Thanks to precise data, production or procurement can be flexibly adapted. Goods are delivered exactly when they are needed. Storage times and costs are reduced.
2.
Companies can combine orders into larger deliveries. This prevents empty runs, protects the environment and reduces freight costs.
3.
Systematic management of transportation routes prevents delays and enables punctual deliveries.
4.
Customs and returns processes can be handled more efficiently with the help of automated documentation.
5.
If all parties involved (e.g. suppliers, forwarders, internal departments) have access to the same information, the risk of incorrect deliveries or forecasts is reduced.
6.
All flows of goods can be tracked seamlessly, reducing the time and effort required for reconciliation.

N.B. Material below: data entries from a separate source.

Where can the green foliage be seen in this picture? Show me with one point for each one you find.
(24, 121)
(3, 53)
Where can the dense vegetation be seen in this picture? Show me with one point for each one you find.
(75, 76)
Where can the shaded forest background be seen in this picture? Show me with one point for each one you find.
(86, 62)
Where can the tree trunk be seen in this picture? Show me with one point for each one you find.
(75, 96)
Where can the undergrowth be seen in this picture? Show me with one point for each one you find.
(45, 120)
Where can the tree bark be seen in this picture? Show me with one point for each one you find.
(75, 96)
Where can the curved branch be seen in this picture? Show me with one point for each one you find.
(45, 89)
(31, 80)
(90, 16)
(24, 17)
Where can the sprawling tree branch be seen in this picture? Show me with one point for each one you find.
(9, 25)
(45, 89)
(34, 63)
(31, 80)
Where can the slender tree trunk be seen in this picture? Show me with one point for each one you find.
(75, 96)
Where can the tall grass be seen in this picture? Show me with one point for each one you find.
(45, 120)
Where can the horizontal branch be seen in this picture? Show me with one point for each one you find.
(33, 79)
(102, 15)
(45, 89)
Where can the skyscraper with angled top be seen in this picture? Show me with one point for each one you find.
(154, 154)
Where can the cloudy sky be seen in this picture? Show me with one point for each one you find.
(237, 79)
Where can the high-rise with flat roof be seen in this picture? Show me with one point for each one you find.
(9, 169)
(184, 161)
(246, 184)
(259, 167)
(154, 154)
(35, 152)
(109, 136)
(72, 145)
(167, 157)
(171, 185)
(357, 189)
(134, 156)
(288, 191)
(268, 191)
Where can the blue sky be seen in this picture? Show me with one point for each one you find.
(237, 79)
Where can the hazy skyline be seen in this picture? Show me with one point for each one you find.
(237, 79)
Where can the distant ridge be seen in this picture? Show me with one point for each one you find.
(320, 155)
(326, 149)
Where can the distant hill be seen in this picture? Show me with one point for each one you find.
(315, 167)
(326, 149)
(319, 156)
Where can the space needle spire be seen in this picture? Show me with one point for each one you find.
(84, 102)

The result: more efficiency, lower costs
Structured supply chain management increases the profitability of companies. Short delivery times, low storage costs and smooth order processing create financial benefits and strengthen customer confidence in delivery processes. In the long term, this can lead to a clear competitive advantage.
Scalability as an important property of merchandise management systems
When a company grows, the demands on its merchandise management often change. Processes become more complex and business models evolve, warehouses are expanded and new sales channels are added to existing ones.
A scalable merchandise management system that is integrated into the company’s own IT infrastructure can be easily adapted to these changes. Instead of risking bottlenecks or switching to a new system, companies can expand their existing ERP solution.
Importance of scalability for different company sizes
Companies of different sizes and in different phases have different needs
- Start-up phase: In the beginning, less is often more. Inexpensive solutions that are intuitive to use and provide a quick overview are ideal. At the same time, prudent founders think about the future.
- SMEs: With increasing turnover and a growing product range, the requirements for warehouse management, order processing and reporting are increasing.
- Group: Larger structures need comprehensive modules for international business, automated processes and sophisticated analyses.
In the digital age, it is more important than ever for retail companies to adapt quickly to new circumstances and, for example, to change their product range or processes. Agility is the order of the day. Companies can remain agile with a scalable merchandise management system.
Requirements for a scalable merchandise management system
Above all, scalability in terms of merchandise management systems means the following:
- Modular system design or expandable software
A modular system makes it possible to add exactly the functions that are necessary in a particular growth phase. New modules for warehouse expansions, eCommerce integrations or accounting functions can be flexibly integrated without having to replace the system.
A start-up in the founding phase can book a basic version and expand it later. Large corporations have the freedom to quickly adapt their merchandise management system to new strategies and sales markets.
- Adaptability to new sales channels
As the company grows, marketplaces, new online stores or international sales channels are often added.
A scalable ERP system offers the necessary interfaces for this. It can be easily adapted to changing business models.
Merchandise management systems create the conditions for efficient processes
In an age characterized by globalization, digitalization and omnichannel, retail companies need a central system that provides a real time overview of all important data from purchasing, warehousing and sales.
Good merchandise management systems are the only way to ensure that stocks are up to date and processes run efficiently and without errors. This saves resources and meets customer expectations. An inventory management system also helps to optimize your own supply chain.
The key to this is the smooth integration of different business areas and sales channels. With a scalable system, this is guaranteed in the long term. Companies remain agile and can flexibly adapt their merchandise management to new requirements. Good prerequisites for remaining competitive in the long term.